Scaling Apache Flink: How Reddit Cut Memory Usage by 60%
Optimizing real-time ad validation with field filtering, tiered storage, and infrastructure enhancements.
Situation
Reddit's advertising platform processes thousands of ad engagement events per second, necessitating real-time validation and enrichment to ensure accurate reporting and prevent budget overdelivery.
Task
Develop a scalable, real-time ad event validation system capable of efficiently handling high event volumes while maintaining performance and reliability.
Action
The engineering team developed the Ad Events Validator (AEV) utilizing Apache Flink to correlate ad server events with user engagement events. To overcome issues related to large state sizes and resource demands, they implemented:
Field Filtering: Conducted a thorough analysis of downstream data consumption, establishing an allowlist that significantly reduced the event payload size by 90%, leading to CPU and memory usage reductions of 25% and 60%, respectively.

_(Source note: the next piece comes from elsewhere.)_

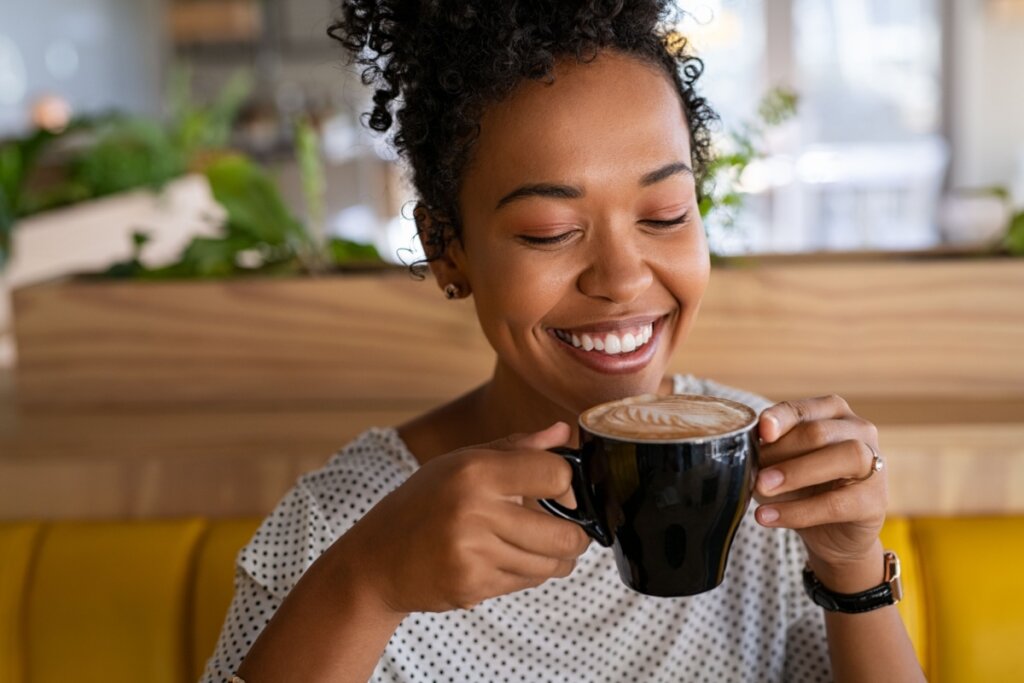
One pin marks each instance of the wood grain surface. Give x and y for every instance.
(889, 329)
(164, 399)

Tiered State Storage: Integrated Apache Cassandra for external state storage, effectively reducing in-memory state size and enhancing the efficiency of checkpointing and system recovery processes.
Result
These strategic enhancements resulted in a more scalable and cost-efficient AEV system, improving overall performance and operational effectiveness.
Use Cases
Real-Time Event Validation, Data Enrichment, Resource Optimization
Tech Stack/Framework
Apache Flink, Apache Kafka, Apache Cassandra
Explained Further
Background
Reddit processes thousands of ad engagement events per second. These events require validation and enrichment before being sent to downstream systems. Key components of this validation process include applying a standardized look-back window and filtering out suspected invalid traffic.
In addition to a batch validation pipeline, a near real-time pipeline improves budget spend accuracy and provides advertisers with real-time insights into campaign performance. This real-time component, known as the Ad Events Validator (AEV), is built using Apache Flink. AEV matches ad server events with engagement events and writes the validated results to a separate Kafka topic for downstream consumption.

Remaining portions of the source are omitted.